Parquet File

Since Camel 4.0

The ParquetAvro Data Format is a Camel Framework’s data format implementation based on parquet-avro library for (de)/serialization purposes. Messages can be unmarshalled to Avro’s GenericRecords or plain Java objects (POJOs). By the help of Camel’s routing engine and data transformations you can then play with them and apply customised formatting and call other Camel Component’s to convert and send messages to upstream systems.

Parquet Data Format Options

The Parquet File dataformat supports 2 options, which are listed below.

Name Default Java Type Description

compressionCodecName

GZIP

String

Compression codec to use when marshalling.

unmarshalType

String

Class to use when (un)marshalling. If omitted, parquet files are converted into Avro’s GenericRecords for unmarshalling and input objects are assumed as GenericRecords for marshalling.

Unmarshal

There are ways to unmarshal parquet files/structures (Usually binary parquet files) where camel DSL allows

In this first example we unmarshal file payload to OutputStream and send it to mock endpoint, then we will be able to get GenericRecord or POJO (it could be a list if that is coming through)

from("direct:unmarshal").unmarshal(parquet).to("mock:unmarshal");

Marshal

Marshalling is the reverse process of unmarshalling so when you have your GenericRecord or POJO and marshal it you will get the parquet formatted output stream on your producer endpoint.

from("direct:marshal").marshal(parquet).to("mock:marshal");

Dependencies

To use parquet-avro data format in your camel routes you need to add a dependency on camel-parquet-avro which implements this data format.

If you use Maven you can just add the following to your pom.xml, substituting the version number for the latest & greatest release (see the download page for the latest versions).

<dependency>
  <groupId>org.apache.camel</groupId>
  <artifactId>camel-parquet-avro</artifactId>
  <version>x.x.x</version>
  <!-- use the same version as your Camel core version -->
</dependency>

Spring Boot Auto-Configuration

When using parquetAvro with Spring Boot make sure to use the following Maven dependency to have support for auto configuration:

<dependency>
  <groupId>org.apache.camel.springboot</groupId>
  <artifactId>camel-parquet-avro-starter</artifactId>
  <version>x.x.x</version>
  <!-- use the same version as your Camel core version -->
</dependency>

The component supports 3 options, which are listed below.

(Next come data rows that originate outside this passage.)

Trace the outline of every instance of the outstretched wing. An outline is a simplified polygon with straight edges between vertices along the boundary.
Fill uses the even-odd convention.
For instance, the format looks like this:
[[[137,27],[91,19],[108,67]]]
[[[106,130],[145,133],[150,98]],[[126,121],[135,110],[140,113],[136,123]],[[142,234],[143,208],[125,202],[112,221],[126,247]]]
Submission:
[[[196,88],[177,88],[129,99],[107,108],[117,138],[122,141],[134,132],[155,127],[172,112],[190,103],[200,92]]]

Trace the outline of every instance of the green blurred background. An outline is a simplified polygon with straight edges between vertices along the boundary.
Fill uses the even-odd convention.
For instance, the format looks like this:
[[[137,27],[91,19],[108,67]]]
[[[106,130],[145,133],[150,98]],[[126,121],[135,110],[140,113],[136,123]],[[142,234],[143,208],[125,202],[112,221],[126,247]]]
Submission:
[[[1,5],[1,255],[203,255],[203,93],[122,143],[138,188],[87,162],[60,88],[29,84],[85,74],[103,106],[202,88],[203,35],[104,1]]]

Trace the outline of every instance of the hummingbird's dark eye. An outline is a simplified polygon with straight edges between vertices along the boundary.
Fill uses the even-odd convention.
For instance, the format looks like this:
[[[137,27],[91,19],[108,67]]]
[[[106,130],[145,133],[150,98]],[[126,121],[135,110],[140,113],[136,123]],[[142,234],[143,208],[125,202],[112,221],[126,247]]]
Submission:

Name Description Default Type

camel.dataformat.parquet-avro.compression-codec-name

Compression codec to use when marshalling.

GZIP

String

camel.dataformat.parquet-avro.enabled

Whether to enable auto configuration of the parquetAvro data format. This is enabled by default.

Boolean

camel.dataformat.parquet-avro.unmarshal-type

Class to use when (un)marshalling. If omitted, parquet files are converted into Avro’s GenericRecords for unmarshalling and input objects are assumed as GenericRecords for marshalling.

String